O realismo fortuito encara o desenho como um mero traçado para fazer linhas sem
pretender representar qualquer imagem específica. O realismo falho apresenta-se como o
primeiro desenho figurativo, no qual a criança procura reproduzir a forma, mas as suas
tentativas reduzem-se a insucessos repetidos que tenderão a diminuir através da
aprendizagem. No realismo intelectual as coisas não são representadas em função do que a
criança vê – que virá a acontecer apenas na última fase, realismo visual –, mas antes do que
sabe acerca delas. Apesar de muito criticada, esta concepção constituiu o ponto de partida
para muitos trabalhos.
Na sua concepção, bastante abrangente e actual, por sinal, Widlocher (1965), considera
uma evolução por três fases que poderão apresentar períodos intermédios.

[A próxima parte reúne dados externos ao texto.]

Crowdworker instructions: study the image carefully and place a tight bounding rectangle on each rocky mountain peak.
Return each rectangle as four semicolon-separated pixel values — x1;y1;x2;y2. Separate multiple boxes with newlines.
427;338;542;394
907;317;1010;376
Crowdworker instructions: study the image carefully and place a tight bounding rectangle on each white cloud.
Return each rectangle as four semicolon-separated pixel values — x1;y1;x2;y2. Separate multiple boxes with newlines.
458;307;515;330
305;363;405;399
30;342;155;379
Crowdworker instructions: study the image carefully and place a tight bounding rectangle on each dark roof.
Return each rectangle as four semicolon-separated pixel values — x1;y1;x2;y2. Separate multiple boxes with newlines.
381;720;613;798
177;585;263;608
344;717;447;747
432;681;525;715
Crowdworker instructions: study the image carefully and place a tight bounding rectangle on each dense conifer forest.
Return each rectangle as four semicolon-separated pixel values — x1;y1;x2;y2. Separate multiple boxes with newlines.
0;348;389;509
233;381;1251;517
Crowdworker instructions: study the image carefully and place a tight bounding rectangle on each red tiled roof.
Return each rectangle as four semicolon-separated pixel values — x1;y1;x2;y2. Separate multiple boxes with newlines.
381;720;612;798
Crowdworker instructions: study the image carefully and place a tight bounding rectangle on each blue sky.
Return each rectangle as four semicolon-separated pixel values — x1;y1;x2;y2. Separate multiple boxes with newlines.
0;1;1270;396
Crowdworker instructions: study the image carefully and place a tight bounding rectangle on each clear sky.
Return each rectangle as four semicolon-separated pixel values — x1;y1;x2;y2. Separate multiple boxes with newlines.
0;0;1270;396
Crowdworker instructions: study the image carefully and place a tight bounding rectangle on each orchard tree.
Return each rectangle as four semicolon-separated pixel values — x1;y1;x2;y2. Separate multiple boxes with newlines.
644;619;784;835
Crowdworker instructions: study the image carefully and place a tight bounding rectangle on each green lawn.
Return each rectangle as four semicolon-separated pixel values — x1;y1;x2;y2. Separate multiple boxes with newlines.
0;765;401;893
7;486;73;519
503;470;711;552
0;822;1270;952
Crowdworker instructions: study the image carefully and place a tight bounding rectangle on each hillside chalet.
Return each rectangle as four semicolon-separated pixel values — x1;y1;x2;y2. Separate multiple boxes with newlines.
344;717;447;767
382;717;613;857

Nesta fase o controlo do movimento ainda se revela reduzido (surgem geralmente ovóides
grosseiras), sendo por volta dois anos que a criança começa a desenvolver um maior controlo
do segmento distal antebraço/mão, permitindo-lhe realizar traços verticais e horizontais e
passando de traço amplo e incontrolado a um traço descontínuo, curto ou repetido e linear ou
circular.
O primeiro controlo visuomotor, ocorre por volta do terceiro ano, permitindo, a partir de
um ponto determinado, acrescentar linhas novas, ângulos, círculos ou tangentes. O segundo
controlo, também conhecido por controlo do ponto de partida e de chegada, permitirá um
traço preciso. Um terceiro momento importante vai permitir iniciar um traçado num ponto
situado entre linhas, permitindo, por exemplo, o desenho de janelas no espaço em branco e
não coladas à “parede” ou ao “telhado”.
A primeira representação gráfica intencional desperta grande satisfação, mas poderá não
ser seguida de sucessos idênticos, havendo alturas em que a criança pode dizer que o desenho
“não significa nada” ou que significa “várias coisas diferentes”. A esta fase, Luquet chama de
realismo falho.
É exactamente quando a criança tenta corrigir o seu desenho com vista a um maior
detalhes e semelhança, que apresenta uma intenção realista deliberada à qual Luquet
denomina realismo intelectual.
Entre as várias potencialidades do desenho, citadas por Salomé Santos (1990), temos a
possibilidade de utilização como meio de estabelecer a relação com a criança e a sua
funcionalidade como meio de entrar em contacto com o mundo interno da criança.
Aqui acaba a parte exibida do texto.